Por Juan José Millás
El País (ES)
Con frecuencia, comenzamos una novela para huir de algo a lo que esa lectura nos devuelve. ¿Son los libros que nos obligan a retroceder hasta el lugar del crimen los mejores? Tal vez sí. Lo cierto es que del mismo modo ciego con el que tú los buscas, te reclaman ellos a ti. Un día te detienes en una de esas librerías de viejo que sacan algunas cajas a la acera. Revisas los lomos de los volúmenes y tropiezas con uno que desmanteló tu juventud. Lo liberas del conjunto, relees la primera página y, sin saberlo, acabas de comenzar el regreso. Cuando te acercas a pagarlo (cuesta solo dos euros) te dicen que puedes llevarte otro abonando tres euros por los dos. Pero rechazas la oferta porque para suicidarse basta una bala. De hecho, comienzas a leerlo esa misma noche como el que se introduce en un callejón por el que se llega al centro del laberinto del que se pretendía salir.
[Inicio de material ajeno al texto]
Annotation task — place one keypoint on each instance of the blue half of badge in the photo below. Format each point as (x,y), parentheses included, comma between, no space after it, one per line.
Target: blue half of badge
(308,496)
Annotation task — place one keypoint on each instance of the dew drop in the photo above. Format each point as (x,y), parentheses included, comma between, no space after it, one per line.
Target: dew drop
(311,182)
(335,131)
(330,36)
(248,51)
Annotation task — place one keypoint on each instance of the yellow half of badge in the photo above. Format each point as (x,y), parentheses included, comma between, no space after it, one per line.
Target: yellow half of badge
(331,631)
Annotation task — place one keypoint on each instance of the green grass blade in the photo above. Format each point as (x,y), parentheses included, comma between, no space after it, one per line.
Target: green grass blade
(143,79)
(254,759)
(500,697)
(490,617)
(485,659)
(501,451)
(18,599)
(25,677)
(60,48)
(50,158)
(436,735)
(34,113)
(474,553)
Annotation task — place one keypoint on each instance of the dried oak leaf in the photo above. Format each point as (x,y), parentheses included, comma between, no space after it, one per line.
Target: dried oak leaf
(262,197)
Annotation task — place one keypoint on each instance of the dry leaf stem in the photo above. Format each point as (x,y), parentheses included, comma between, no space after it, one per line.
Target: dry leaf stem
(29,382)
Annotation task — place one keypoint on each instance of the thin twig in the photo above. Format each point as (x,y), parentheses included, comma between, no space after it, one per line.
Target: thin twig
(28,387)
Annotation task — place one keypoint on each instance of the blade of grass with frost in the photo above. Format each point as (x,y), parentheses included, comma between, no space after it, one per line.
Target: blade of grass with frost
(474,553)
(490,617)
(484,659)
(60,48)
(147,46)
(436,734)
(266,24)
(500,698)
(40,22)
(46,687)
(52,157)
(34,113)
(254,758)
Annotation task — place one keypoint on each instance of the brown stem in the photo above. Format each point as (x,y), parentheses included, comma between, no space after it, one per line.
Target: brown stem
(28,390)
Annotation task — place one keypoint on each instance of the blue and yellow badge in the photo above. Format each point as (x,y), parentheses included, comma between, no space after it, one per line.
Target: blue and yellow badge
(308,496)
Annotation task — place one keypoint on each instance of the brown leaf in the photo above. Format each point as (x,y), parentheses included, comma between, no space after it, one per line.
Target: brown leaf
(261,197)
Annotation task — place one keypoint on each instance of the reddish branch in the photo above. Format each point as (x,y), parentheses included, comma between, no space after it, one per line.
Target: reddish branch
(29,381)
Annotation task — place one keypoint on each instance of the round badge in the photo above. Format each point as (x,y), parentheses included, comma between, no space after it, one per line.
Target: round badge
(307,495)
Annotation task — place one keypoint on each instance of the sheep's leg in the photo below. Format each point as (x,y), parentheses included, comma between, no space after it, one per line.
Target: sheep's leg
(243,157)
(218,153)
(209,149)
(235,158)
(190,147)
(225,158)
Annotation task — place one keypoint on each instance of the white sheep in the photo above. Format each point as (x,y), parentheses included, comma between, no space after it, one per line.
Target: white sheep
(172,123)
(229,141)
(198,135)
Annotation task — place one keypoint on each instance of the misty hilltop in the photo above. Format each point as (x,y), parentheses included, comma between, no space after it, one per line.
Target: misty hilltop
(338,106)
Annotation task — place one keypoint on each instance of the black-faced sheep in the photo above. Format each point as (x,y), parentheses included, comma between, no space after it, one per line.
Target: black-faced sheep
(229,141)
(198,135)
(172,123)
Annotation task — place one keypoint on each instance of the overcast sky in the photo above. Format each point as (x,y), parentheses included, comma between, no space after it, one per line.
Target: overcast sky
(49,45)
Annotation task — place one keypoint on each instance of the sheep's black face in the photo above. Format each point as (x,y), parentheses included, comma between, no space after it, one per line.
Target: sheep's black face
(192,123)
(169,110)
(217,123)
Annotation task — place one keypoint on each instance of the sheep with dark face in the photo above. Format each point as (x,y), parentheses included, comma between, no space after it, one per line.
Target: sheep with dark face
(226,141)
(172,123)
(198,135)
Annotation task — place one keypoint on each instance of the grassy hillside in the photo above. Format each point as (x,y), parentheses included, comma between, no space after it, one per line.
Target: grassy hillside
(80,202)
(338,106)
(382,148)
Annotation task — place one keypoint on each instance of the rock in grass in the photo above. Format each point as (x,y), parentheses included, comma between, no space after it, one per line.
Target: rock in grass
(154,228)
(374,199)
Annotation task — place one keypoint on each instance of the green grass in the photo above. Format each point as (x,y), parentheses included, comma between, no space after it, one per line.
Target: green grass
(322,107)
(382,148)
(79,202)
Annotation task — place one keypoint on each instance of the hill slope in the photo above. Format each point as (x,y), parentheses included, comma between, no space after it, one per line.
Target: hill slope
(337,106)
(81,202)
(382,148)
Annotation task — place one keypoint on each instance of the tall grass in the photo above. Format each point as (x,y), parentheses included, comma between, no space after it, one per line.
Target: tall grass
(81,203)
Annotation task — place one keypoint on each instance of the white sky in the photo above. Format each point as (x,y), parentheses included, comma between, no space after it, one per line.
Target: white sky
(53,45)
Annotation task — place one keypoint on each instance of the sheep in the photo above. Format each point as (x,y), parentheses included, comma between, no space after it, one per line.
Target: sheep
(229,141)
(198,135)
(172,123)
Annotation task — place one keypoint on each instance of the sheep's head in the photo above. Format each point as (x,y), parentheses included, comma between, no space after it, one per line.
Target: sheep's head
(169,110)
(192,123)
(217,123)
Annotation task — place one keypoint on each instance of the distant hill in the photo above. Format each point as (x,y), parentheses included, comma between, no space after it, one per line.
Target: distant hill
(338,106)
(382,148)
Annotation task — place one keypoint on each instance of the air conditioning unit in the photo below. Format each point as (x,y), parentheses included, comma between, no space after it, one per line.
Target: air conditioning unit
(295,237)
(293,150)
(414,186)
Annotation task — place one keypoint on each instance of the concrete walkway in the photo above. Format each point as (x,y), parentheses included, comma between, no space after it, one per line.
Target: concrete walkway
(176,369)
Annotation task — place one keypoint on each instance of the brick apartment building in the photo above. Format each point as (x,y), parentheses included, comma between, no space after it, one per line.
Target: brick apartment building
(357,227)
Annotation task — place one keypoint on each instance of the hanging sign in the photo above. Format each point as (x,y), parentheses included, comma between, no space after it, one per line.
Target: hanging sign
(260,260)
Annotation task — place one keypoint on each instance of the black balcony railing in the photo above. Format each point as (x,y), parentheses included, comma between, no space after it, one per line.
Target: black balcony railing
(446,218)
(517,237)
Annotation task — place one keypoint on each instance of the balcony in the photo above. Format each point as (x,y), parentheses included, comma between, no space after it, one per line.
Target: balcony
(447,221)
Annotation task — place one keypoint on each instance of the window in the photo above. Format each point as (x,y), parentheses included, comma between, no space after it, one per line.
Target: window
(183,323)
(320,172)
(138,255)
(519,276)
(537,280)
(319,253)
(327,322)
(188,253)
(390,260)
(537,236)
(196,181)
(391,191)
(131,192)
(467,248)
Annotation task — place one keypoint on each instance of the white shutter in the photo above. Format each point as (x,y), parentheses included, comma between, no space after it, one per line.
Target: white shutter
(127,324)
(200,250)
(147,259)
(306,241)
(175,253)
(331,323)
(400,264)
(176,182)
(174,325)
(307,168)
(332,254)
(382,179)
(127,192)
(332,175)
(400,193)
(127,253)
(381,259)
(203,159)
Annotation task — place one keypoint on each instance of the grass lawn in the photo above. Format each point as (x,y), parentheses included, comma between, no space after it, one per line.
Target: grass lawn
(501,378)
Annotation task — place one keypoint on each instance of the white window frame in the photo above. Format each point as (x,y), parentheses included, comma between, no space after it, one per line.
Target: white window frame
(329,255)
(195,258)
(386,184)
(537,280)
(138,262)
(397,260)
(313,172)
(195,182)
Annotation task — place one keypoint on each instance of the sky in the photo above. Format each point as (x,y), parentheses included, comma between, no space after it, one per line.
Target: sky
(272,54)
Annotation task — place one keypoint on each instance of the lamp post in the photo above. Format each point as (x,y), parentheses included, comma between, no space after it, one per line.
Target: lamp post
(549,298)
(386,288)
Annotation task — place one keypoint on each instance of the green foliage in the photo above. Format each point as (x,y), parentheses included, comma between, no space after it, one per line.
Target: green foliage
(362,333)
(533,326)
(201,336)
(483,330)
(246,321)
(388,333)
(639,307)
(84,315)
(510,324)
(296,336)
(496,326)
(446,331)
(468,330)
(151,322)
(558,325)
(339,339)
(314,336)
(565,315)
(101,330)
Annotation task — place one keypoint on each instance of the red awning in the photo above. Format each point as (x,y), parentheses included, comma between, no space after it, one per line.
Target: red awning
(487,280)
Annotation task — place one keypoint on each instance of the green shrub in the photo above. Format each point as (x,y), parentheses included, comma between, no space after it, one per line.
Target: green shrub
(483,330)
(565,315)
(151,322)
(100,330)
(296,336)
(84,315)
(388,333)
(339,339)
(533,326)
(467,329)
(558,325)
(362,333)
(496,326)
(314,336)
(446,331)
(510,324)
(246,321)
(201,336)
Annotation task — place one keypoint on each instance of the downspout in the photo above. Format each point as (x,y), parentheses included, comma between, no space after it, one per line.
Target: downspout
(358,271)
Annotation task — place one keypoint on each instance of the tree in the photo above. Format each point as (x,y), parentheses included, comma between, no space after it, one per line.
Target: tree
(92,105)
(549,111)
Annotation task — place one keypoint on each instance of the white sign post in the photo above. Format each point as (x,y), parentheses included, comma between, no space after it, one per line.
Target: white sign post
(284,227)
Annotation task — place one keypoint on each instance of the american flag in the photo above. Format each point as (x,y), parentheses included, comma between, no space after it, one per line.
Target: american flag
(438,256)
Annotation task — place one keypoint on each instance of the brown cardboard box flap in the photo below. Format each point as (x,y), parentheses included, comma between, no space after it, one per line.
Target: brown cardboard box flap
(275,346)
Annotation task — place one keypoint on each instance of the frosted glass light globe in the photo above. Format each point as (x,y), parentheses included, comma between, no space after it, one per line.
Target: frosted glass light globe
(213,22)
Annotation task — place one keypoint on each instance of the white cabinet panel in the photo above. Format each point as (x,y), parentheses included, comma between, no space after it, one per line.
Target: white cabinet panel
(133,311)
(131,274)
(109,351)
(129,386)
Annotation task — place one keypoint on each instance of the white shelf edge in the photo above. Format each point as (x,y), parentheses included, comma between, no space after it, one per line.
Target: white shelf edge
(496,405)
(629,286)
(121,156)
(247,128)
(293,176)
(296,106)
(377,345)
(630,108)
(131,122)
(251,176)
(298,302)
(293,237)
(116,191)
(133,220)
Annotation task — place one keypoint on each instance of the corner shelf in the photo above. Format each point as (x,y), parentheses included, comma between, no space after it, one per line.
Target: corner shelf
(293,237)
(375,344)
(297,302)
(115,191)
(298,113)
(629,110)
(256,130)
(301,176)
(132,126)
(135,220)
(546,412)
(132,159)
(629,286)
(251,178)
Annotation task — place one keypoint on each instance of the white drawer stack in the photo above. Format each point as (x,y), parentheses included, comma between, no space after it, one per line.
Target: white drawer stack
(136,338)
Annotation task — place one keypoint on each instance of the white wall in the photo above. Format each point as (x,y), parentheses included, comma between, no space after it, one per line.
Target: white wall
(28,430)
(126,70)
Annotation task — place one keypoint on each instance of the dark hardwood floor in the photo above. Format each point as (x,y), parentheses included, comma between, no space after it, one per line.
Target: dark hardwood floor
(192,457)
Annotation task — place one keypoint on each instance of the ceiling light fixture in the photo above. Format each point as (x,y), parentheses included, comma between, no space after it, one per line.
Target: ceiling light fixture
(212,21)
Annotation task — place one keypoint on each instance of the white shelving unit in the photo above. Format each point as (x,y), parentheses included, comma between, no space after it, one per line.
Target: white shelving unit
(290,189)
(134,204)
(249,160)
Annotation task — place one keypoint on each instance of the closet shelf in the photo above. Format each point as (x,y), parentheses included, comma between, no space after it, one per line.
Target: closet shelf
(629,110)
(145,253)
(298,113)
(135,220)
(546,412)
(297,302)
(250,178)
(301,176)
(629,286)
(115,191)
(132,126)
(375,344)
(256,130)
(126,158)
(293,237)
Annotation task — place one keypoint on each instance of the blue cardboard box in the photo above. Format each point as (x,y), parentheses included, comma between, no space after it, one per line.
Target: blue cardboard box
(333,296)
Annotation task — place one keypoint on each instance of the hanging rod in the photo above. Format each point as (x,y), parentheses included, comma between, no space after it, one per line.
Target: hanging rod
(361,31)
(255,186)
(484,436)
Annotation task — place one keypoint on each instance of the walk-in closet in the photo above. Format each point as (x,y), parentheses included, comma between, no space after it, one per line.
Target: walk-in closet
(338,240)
A veces, escribir una novela no es muy diferente de leerla. La comienzas con un planteamiento equis, fundamentalmente liberador, pero ella te va trayendo poco a poco de vuelta a la prisión de la que pretendías fugarte, igual que el preso que tras excavar durante semanas un túnel llega misteriosamente a la celda de la que salió, en la que ahora hay dos agujeros, uno de entrada y otro de salida, apenas separados por dos metros. La lectura es el túnel por el que sales y la escritura por el que entras. Como Edipo, solo has escapado para cumplir el designio del fatum que intentabas burlar, y que casi siempre es una variante más o menos lejana de aquel viejo argumento fundacional: matar al padre para casarse con la madre. La lectura, como la escritura, debe ser insana. Lo demás es entretenimiento. El entretenimiento como metadona de la literatura.